Альфред вдруг очнулся и, пьяно посмотрев на Сидорова, сказал:

- Один из этих подонков перед тем, как Катеньке горло перерезать скотч с ее рта сорвал и спросил: 'Ну, что, сука, уяснила теперь, что у Пархома на конце?'. А она отвернулась от него и сказала тихо:

'Прости меня, папочка…'. Почему она так сказала?

- Не знаю. Спи.

- Я тоже не знаю, - бормотал Альфред, засыпая. - Я Катенькиных родителей никогда не видел…

И я не видел, подумал Сидоров.

3.

Вернувшись в приемную, Сидоров не спеша, убрал остатки еды, допивать водку, не осиленную Альфредом, не стал, поставил кружку на подоконник (проснется Альфред, будет, чем ему опохмелиться), закурил и стал вспоминать Катерину и все четыре года, прожитые с нею в радости и печали.

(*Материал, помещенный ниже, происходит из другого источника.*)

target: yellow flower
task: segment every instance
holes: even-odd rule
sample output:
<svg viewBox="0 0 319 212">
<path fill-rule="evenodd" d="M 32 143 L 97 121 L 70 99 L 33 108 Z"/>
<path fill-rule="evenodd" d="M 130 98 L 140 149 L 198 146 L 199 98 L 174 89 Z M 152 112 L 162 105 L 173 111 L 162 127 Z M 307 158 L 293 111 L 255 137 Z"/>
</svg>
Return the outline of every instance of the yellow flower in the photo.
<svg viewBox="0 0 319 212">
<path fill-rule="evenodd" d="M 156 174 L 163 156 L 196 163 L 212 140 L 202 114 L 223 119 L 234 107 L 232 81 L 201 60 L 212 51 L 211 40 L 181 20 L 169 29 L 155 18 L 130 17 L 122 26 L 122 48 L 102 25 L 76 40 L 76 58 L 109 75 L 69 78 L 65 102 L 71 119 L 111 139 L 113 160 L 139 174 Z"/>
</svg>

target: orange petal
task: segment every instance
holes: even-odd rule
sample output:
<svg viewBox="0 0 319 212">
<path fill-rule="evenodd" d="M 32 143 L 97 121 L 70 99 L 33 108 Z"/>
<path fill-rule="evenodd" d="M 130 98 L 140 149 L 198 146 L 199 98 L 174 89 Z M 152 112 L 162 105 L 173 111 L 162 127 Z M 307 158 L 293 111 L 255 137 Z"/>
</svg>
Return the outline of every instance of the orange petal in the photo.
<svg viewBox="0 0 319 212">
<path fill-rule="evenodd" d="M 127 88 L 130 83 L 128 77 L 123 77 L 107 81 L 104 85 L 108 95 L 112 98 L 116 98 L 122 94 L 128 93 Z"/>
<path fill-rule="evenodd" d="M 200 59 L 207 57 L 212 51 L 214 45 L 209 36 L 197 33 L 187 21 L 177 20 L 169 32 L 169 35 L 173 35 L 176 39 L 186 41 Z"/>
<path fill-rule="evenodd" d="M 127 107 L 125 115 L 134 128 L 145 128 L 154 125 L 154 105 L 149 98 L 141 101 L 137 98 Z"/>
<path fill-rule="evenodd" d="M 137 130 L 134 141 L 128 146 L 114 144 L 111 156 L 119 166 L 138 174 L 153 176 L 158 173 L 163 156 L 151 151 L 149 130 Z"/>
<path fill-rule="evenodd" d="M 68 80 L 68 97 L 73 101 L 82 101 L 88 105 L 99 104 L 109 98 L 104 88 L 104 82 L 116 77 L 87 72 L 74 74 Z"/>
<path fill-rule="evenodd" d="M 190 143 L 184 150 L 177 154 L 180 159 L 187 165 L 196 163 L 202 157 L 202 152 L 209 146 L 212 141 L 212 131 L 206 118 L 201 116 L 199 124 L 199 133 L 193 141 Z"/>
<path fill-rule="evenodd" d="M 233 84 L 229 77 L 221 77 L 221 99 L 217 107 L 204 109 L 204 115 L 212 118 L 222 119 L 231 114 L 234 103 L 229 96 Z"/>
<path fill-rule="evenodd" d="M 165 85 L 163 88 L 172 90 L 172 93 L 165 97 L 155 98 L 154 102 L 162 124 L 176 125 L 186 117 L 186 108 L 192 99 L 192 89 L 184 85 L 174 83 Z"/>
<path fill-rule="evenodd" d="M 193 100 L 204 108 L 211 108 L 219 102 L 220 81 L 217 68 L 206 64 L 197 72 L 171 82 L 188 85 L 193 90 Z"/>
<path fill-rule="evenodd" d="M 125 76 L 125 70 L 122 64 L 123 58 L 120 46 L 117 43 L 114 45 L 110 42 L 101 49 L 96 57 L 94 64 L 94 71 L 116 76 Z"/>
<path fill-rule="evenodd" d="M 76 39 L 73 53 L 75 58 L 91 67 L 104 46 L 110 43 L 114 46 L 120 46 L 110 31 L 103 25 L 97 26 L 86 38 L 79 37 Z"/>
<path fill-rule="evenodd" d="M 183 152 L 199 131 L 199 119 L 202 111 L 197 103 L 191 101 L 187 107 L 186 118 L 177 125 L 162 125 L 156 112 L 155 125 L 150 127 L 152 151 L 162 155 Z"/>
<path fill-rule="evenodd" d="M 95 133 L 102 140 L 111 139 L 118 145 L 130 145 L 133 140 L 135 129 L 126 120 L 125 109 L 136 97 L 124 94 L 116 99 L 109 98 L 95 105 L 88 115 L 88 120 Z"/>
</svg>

Пожалуй, радости было больше. Да что там - гораздо больше!

У Сидорова никогда не было такой женщины. Нельзя было назвать

Катерину красавицей - нос с горбинкой, к тому же большеват, да и рот не маленький, подстрижена коротко, по-мальчишечьи. И роста не модельного - от силы метр шестьдесят, но на каблуках ничего.

Черненькая и смуглая, как мулатка. А глаза! Ах, эти черные глаза!

Темно-карие, с какой-то дрессированной искоркой и чертовщинкой. Мимо

Катерины можно было легко пройти и не заметить ее затаившейся привлекательности. Даже, если в эти черные глаза посмотреть. Они могли быть холодными и презрительными, а могли быть сияющими и призывными. А могли…


…На той вечеринке Катя была при полном параде - в черном бархатном платье, полностью закрывающем грудь, но открывающем спину, чуть ли не до самой поясницы, в туфлях на высоких каблуках-шпильках.